Since I was way on the other side of San Jose in the Old Hood I decided to stop by the child support agency to check in and see how the never ending saga is going. While I waited I tried as hard as I could to busy myself by chatting to Julie and Kristen and avoid having to make eye contact with any of the men. Because if you are male and are there, there’s a 99% chance you were FORCED there for not paying somebody for the child that you helped create. And rather than shoot daggers at them I just try and pretend they don’t exist… and that I’ll wake up tomorrow with the $17,000 dollars I’ve been screwed out of over the last two years.

But there was one creepy old schmuck that kept staring at me. So I gave him The Look. You know girls, the look that says “If I have to respond to you it’s going to be by shoving your balls down your throat and watching you slowly suffocate on your very own inadequacy.” He got the point and stopped.

Till after I was done with my appointment and leaving that is. While I sit and talk to the social worker I allow Cassidy to stay in the waiting room to watch movies and play with the toys. They have a Plexiglass wall so that parents can talk alone and still keep an eye on their kids. When I walked out I called Cassidy over to leave and this guys looks me directly in the face and says:

Stupid Bastard (SB): Hey, you wanna hook up sometime?
Me: *stop dead in tracks, put on paint stripping face* No.
Me: *starts to walk away*
SB: Honey, I have a masters in engineering.

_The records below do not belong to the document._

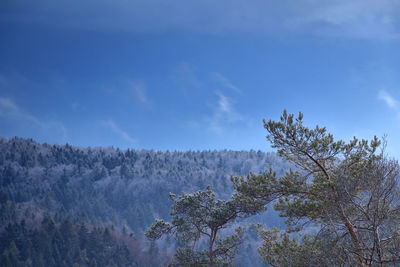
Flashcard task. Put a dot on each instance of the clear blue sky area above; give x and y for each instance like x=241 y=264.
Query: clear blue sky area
x=182 y=75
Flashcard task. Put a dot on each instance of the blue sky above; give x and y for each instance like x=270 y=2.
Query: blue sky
x=180 y=75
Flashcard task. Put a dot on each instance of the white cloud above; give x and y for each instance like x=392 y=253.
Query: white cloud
x=117 y=130
x=225 y=82
x=368 y=19
x=185 y=77
x=139 y=90
x=20 y=118
x=391 y=102
x=223 y=115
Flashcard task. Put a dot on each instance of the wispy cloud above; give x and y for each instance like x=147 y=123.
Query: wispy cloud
x=225 y=82
x=185 y=77
x=391 y=102
x=117 y=130
x=370 y=19
x=224 y=114
x=22 y=119
x=139 y=89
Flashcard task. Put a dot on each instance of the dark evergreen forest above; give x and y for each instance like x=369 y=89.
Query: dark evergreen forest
x=72 y=206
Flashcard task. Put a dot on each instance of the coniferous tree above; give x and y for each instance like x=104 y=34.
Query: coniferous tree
x=349 y=192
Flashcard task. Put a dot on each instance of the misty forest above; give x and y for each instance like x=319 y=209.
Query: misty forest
x=315 y=201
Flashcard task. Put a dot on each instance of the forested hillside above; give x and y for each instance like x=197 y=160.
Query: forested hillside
x=109 y=192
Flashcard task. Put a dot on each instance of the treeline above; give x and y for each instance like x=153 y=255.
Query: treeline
x=100 y=187
x=59 y=240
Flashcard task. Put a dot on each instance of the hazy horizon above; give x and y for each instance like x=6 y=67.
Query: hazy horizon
x=186 y=75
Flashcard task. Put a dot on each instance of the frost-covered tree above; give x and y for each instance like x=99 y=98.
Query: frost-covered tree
x=347 y=192
x=200 y=215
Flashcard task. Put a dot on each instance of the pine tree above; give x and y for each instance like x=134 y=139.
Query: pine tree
x=349 y=192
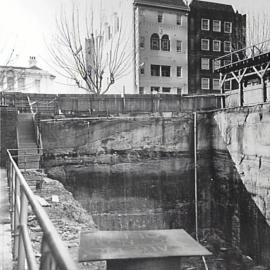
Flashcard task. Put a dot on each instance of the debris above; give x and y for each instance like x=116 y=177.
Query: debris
x=42 y=201
x=55 y=198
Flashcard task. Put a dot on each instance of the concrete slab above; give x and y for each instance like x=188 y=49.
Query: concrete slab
x=5 y=224
x=122 y=245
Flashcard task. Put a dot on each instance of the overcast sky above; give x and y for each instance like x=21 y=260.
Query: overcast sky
x=26 y=24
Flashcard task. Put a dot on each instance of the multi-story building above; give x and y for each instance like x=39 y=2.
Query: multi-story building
x=156 y=32
x=30 y=79
x=214 y=30
x=161 y=29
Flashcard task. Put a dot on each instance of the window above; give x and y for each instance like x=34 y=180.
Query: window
x=205 y=44
x=154 y=42
x=205 y=24
x=227 y=85
x=226 y=62
x=178 y=19
x=154 y=89
x=216 y=84
x=217 y=26
x=216 y=45
x=116 y=23
x=227 y=27
x=179 y=71
x=109 y=34
x=227 y=46
x=179 y=45
x=205 y=83
x=165 y=43
x=142 y=40
x=216 y=64
x=165 y=71
x=205 y=65
x=179 y=91
x=166 y=89
x=155 y=70
x=21 y=83
x=160 y=17
x=37 y=85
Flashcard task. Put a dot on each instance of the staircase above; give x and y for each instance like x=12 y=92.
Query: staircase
x=28 y=156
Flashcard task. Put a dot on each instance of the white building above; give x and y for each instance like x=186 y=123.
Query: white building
x=155 y=35
x=30 y=79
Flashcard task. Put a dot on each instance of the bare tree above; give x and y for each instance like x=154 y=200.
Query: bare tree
x=87 y=52
x=6 y=57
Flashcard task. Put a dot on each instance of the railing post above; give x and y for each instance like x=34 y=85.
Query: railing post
x=46 y=258
x=16 y=217
x=12 y=197
x=23 y=223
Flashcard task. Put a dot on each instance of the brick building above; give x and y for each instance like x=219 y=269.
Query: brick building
x=214 y=30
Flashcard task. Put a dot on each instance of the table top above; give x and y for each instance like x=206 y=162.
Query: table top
x=115 y=245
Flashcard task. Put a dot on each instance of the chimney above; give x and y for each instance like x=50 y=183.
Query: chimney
x=32 y=61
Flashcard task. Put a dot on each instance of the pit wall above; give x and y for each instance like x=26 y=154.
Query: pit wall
x=241 y=165
x=132 y=173
x=138 y=173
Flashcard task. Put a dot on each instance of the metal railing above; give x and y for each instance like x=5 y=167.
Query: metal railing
x=54 y=254
x=242 y=54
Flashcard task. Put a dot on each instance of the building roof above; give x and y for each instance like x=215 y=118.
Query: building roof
x=211 y=6
x=34 y=68
x=176 y=4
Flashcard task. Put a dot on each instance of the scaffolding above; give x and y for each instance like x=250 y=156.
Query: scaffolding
x=242 y=65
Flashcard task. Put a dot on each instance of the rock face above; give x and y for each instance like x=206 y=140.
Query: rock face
x=241 y=160
x=139 y=174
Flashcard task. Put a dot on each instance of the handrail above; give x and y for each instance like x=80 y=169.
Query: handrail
x=54 y=254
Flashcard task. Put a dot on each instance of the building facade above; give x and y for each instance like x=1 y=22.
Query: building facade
x=214 y=30
x=155 y=36
x=30 y=79
x=161 y=29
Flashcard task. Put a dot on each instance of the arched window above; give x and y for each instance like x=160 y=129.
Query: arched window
x=154 y=42
x=165 y=43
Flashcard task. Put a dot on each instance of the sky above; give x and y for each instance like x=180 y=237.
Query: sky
x=29 y=25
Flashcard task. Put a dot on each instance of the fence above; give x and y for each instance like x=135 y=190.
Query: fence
x=54 y=254
x=110 y=104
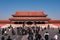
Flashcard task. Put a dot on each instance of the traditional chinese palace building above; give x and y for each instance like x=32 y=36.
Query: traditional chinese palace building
x=30 y=19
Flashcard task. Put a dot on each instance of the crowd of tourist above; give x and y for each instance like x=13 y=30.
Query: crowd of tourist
x=33 y=33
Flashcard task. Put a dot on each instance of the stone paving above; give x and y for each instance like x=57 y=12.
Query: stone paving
x=52 y=32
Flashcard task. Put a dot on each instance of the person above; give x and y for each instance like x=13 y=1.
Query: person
x=37 y=36
x=9 y=38
x=30 y=37
x=2 y=38
x=13 y=32
x=46 y=35
x=56 y=37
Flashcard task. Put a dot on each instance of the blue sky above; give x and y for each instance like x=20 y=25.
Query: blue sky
x=9 y=7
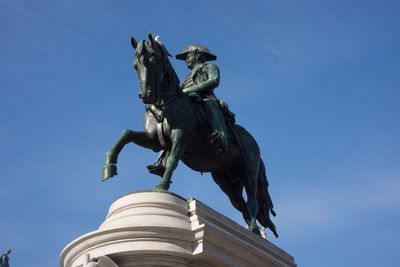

Okay, he’s done it. He’s pushed me too far. If I wasn’t already frustrated about having to drive clear across town at 4:00PM I *might* have let this slide by. But that wasn’t the case and he became the best outlet for such frustration.

Me: You have a masters degree in engineering and the best line you can come up with is “Hey, wanna hook up?”
(SB): I use what works, sweetie.
Me: You know what would work? PAYING YOUR FUCKING CHILD SUPPORT so that you wouldn’t be spending your time HERE and could find a more suitable place to pick up on the mindless IDIOTS that would fall for that LAME ASS line.
SB: But.. well.. bu.. uhh…
Me: *smiles and walks out the door*

I can’t stand being leered at. Or whistled at. Or “Hey Baby-ed” by some random schmuck. When it happens I always have to fight off the urge to verbally bitch slap the guy into next week.

The only worth while part of the whole visit other than watching the old schmucks balls retract into his body was the use of words like “bench” and “warrant” followed by “has already been issued” in one breath when talking to my social worker.